Chuck aimed a finger west, at the mountains and the mine, high above town. “There's gold in them there hills.”

He described his retrieval of the black material from the shaft and explained what Elaine had said.

“You've got to be kidding,” Clarence said when Chuck finished. “We're rich!”

“Sorry. Rocky Mountain National Park is rich. Not that anything will happen. There's no mining allowed within park boundaries.”

Clarence stared at Chuck in disbelief. “You're going to tell them?”

“Of course.”

Clarence lifted the baggie. “You say it's ten percent gold. A few loads of this…” His voice died away in wonderment.

“Not gonna happen.”

“So what
will
happen?”

“It'll be pretty big news at first, I imagine. They'll have to plug the tunnel with concrete or something to keep out treasure hunters like you.”

“You're nuts, man.”

“It's not ours to take.”

Clarence tossed the baggie back to Chuck. “I'm telling you, you're an idiot.”

Chuck returned the plastic bag to the van and motioned Clarence to his side. “There's something else you should see.”

With Clarence at his shoulder, he unzipped his pack and took out the skull. “Somebody already died because of the gold in the mine,” he said, handing the skull to Clarence. “I don't want you or anyone else to be next.”

Clarence touched the bullet hole in the forehead. “
Jesucristo
,” he breathed. He looked over his shoulder to be sure Parker was still occupied on the phone. “You found this in there, too?”

“In the bottom of the shaft, along with the rest of the skeleton.”

“What do you think happened?”

“I have no idea.” He took the skull back from Clarence. “See how small it is? It must have been one of the miners. It'll be up to the rangers to figure out, if they ever can.” He returned the skull to his pack.

“I can't believe you, of all people, are gonna turn that thing in—the gold, too—and just walk away.”

“I admit I'm tempted. But, at this point, I just want to get us out of here.”

Clarence groaned. “I almost forgot about all that for a minute.” He tore his eyes away from Chuck's pack. “Guess I ought to get packed up—and hope they let me leave with everybody else tomorrow morning.”

Clarence disappeared inside Raven House. Parker ended his call, climbed into his truck, and drove back around the fields. Chuck stowed his pack out of the way against a far wall of the Raven House common room, then returned to the van and busied himself emptying trash from it and sweeping out its floor with a whisk broom while awaiting Jake's arrival.

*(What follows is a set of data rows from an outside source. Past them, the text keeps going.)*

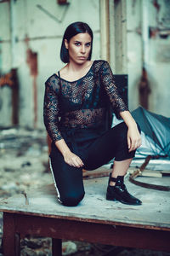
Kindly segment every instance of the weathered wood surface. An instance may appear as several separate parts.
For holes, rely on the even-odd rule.
[[[143,181],[144,177],[139,177]],[[144,182],[168,184],[170,177],[144,177]],[[85,180],[86,195],[75,207],[57,201],[54,185],[26,191],[28,202],[20,194],[1,200],[0,211],[60,219],[78,220],[150,230],[170,230],[170,192],[141,188],[126,181],[130,193],[143,201],[141,206],[128,206],[105,200],[108,177]]]

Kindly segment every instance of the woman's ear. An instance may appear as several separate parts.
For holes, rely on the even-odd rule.
[[[67,39],[65,39],[65,47],[68,49],[69,48],[69,44],[68,44],[68,41]]]

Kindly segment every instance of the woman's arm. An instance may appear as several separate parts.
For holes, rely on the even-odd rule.
[[[125,124],[128,128],[127,138],[128,138],[128,151],[131,152],[141,146],[142,143],[141,136],[139,131],[137,124],[133,119],[133,118],[132,117],[130,112],[123,111],[120,113],[120,115],[123,119]]]
[[[141,137],[135,120],[118,93],[111,68],[107,61],[104,61],[101,67],[101,78],[114,113],[118,119],[122,118],[124,120],[128,128],[128,144],[131,152],[141,145]]]
[[[54,89],[54,86],[55,86]],[[63,154],[65,163],[75,167],[81,167],[83,166],[82,160],[71,152],[59,129],[59,99],[56,88],[56,84],[54,85],[53,83],[46,83],[43,102],[44,125],[49,137]]]

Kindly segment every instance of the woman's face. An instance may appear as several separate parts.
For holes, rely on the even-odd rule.
[[[69,61],[77,64],[85,62],[91,50],[91,36],[87,32],[76,34],[70,42],[65,39],[65,48],[69,50]]]

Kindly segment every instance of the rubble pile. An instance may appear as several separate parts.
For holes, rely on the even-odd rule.
[[[42,130],[0,127],[0,203],[7,197],[28,189],[53,183],[48,171],[47,133]],[[3,236],[3,213],[0,212],[0,256]],[[21,256],[51,256],[51,238],[26,237],[21,240]],[[150,255],[170,256],[168,253],[126,249],[81,241],[64,241],[63,255]]]

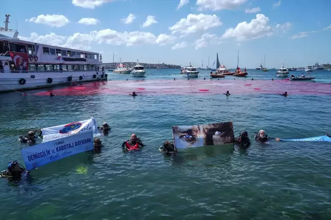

Thirty minutes after Parker's call, the long, black flatbed wrecker bounced through the front entrance to the resort and headed around the fields to the dorms. Parker followed in his pickup.

Chuck closed the rear doors of the van as the wrecker pulled
to a stop behind Nicoleta's sedan. He walked toward the tow truck as the driver descended the ladder-like steps from the cab, grasping the handles on either side of the door. The driver hopped to the gravel lot, pulled a baseball cap from the back pocket of his grease-stained coveralls, and tugged it over his close-cropped, salt-and-pepper hair. He looked to be in his late fifties, lean and fit, his face browned by the sun. His green eyes sat close on either side of a long nose. The collar of a white T-shirt showed in the V of his coveralls. He wore leather work boots, the treads of which Chuck wanted badly to see.

“You must be Jake,” Chuck said to him.

“That'd be me.” Jake's voice was reedy and high-pitched.

“I'm an old friend of Parker's,” Chuck said. “Nice truck you got.” He took in the wrecker with an admiring gaze. “Diesel?”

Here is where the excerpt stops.